Publication number: CN115331171A
Application number: CN202210992920.0A
Authority: CN
Inventors: 崔子冠; 苏航; 唐贵进; 干宗良; 刘峰
Original assignee: Nanjing University of Posts and Telecommunications
Current assignee: Nanjing University of Posts and Telecommunications
Priority date: 2022-08-18
Filing date: 2022-08-18
Publication date: 2022-11-11

Abstract

The invention discloses a crowd counting method and system based on depth information and significance information, which comprises the following steps: collecting a crowd sample image of a designated area; inputting the collected crowd sample images into a trained density map prediction model based on significance information and depth information; and outputting the total number of people in the crowd sample image. The method comprises the steps of introducing crowd significance information into the crowd counting field, taking a head marking point as a human eye attention point, generating a visual significance label of the crowd counting by utilizing Gaussian blur, performing training test by utilizing a deep learning network, obtaining the visual significance information of the crowd counting, and assisting in training of the crowd counting; the mode of combining the visual saliency information and the depth information is utilized to assist people counting, the depth information can be corrected by utilizing the saliency information, the interference caused by the area without the crowd information is reduced, and the counting effect is improved.

Description

Crowd counting method and system based on depth information and significance information

Technical Field

The invention belongs to the field of computer vision, and particularly relates to a crowd counting method based on depth information and significance information.

Background

The task of dense crowd counting is to estimate the number of people contained in an image or video. With the increase of the number of global population and the increase of human social activities, a large amount of crowds are often gathered in public places of various regions, such as transportation hubs, entertainment places and the like, and great hidden dangers are brought to public safety. Intensive population counting tasks are widely applied to video surveillance, traffic control and metropolis safety, and researchers in various countries carry out a great deal of research. The population counting method can also be popularized to similar tasks in other fields, such as cell number estimation of microscopic images in medicine, vehicle estimation in traffic congestion situations, extensive biological sample investigation and the like.
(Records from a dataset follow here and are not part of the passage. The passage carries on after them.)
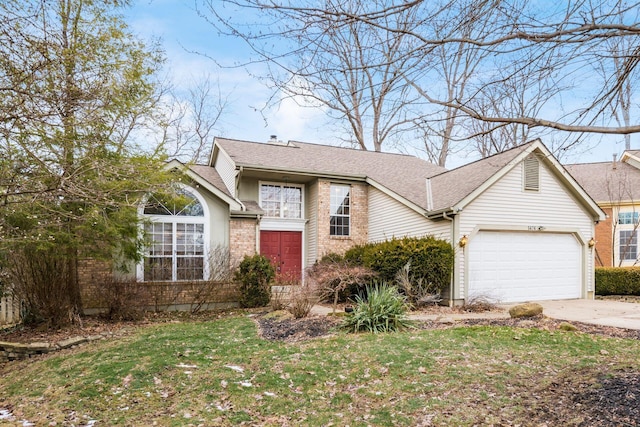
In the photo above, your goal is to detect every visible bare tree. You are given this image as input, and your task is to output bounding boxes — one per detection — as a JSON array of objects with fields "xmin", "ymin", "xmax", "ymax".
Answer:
[
  {"xmin": 158, "ymin": 75, "xmax": 229, "ymax": 163},
  {"xmin": 198, "ymin": 0, "xmax": 423, "ymax": 151},
  {"xmin": 201, "ymin": 0, "xmax": 640, "ymax": 163},
  {"xmin": 594, "ymin": 3, "xmax": 640, "ymax": 150}
]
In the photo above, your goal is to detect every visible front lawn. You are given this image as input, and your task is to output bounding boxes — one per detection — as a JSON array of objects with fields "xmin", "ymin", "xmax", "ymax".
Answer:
[{"xmin": 0, "ymin": 315, "xmax": 640, "ymax": 426}]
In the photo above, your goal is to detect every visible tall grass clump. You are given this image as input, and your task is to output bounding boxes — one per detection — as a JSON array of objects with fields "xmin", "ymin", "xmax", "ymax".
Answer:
[{"xmin": 343, "ymin": 283, "xmax": 412, "ymax": 334}]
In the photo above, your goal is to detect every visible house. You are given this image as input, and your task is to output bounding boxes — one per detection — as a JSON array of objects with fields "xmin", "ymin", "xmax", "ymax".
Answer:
[
  {"xmin": 565, "ymin": 150, "xmax": 640, "ymax": 267},
  {"xmin": 107, "ymin": 138, "xmax": 605, "ymax": 304}
]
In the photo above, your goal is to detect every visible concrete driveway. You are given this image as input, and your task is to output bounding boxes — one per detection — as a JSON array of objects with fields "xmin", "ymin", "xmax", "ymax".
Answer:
[{"xmin": 524, "ymin": 299, "xmax": 640, "ymax": 329}]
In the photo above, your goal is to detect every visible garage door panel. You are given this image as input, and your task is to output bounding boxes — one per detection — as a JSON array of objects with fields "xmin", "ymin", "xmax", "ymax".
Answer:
[{"xmin": 467, "ymin": 231, "xmax": 582, "ymax": 302}]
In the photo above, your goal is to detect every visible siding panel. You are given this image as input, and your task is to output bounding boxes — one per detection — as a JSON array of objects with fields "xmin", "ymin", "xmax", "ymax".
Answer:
[
  {"xmin": 454, "ymin": 162, "xmax": 594, "ymax": 298},
  {"xmin": 369, "ymin": 187, "xmax": 451, "ymax": 242},
  {"xmin": 305, "ymin": 181, "xmax": 318, "ymax": 267},
  {"xmin": 213, "ymin": 150, "xmax": 236, "ymax": 197}
]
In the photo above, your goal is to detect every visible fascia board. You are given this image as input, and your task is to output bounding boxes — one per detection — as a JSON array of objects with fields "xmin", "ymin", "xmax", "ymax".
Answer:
[
  {"xmin": 165, "ymin": 159, "xmax": 242, "ymax": 210},
  {"xmin": 366, "ymin": 178, "xmax": 428, "ymax": 216}
]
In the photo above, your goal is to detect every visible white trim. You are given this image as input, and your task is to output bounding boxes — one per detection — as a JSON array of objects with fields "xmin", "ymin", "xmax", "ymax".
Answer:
[
  {"xmin": 260, "ymin": 216, "xmax": 307, "ymax": 231},
  {"xmin": 136, "ymin": 183, "xmax": 211, "ymax": 282},
  {"xmin": 329, "ymin": 182, "xmax": 353, "ymax": 238},
  {"xmin": 258, "ymin": 181, "xmax": 305, "ymax": 220}
]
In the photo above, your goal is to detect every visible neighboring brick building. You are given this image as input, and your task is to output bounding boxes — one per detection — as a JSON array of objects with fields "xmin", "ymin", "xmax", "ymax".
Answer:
[{"xmin": 566, "ymin": 150, "xmax": 640, "ymax": 267}]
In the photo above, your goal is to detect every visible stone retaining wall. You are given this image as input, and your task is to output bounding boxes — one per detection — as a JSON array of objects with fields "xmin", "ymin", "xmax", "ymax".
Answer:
[{"xmin": 0, "ymin": 332, "xmax": 127, "ymax": 363}]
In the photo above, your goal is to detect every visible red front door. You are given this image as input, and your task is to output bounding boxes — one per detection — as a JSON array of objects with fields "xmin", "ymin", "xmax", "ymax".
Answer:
[{"xmin": 260, "ymin": 231, "xmax": 302, "ymax": 280}]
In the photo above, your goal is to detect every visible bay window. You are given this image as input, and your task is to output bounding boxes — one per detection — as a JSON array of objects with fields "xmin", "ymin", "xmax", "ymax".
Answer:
[{"xmin": 143, "ymin": 188, "xmax": 206, "ymax": 281}]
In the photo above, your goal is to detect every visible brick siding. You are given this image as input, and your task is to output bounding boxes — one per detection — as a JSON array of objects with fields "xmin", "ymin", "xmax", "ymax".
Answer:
[{"xmin": 229, "ymin": 218, "xmax": 257, "ymax": 263}]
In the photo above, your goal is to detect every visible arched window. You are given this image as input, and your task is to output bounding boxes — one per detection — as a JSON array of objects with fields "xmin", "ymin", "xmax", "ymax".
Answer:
[{"xmin": 141, "ymin": 187, "xmax": 206, "ymax": 282}]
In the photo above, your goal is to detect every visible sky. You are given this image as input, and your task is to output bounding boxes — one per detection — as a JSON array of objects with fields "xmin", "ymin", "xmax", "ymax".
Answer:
[{"xmin": 124, "ymin": 0, "xmax": 640, "ymax": 168}]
The traditional crowd counting method can be mainly divided into methods based on detection and regression, and the two methods are difficult to solve the problem of serious occlusion among crowds along with the increase of crowd density. Because the deep learning model has strong feature extraction capability, the population counting method research based on deep learning has achieved a lot of excellent achievements. The mainstream method at present is to predict the density map of the original image by using a convolutional neural network, and calculate the number of people by using the density map.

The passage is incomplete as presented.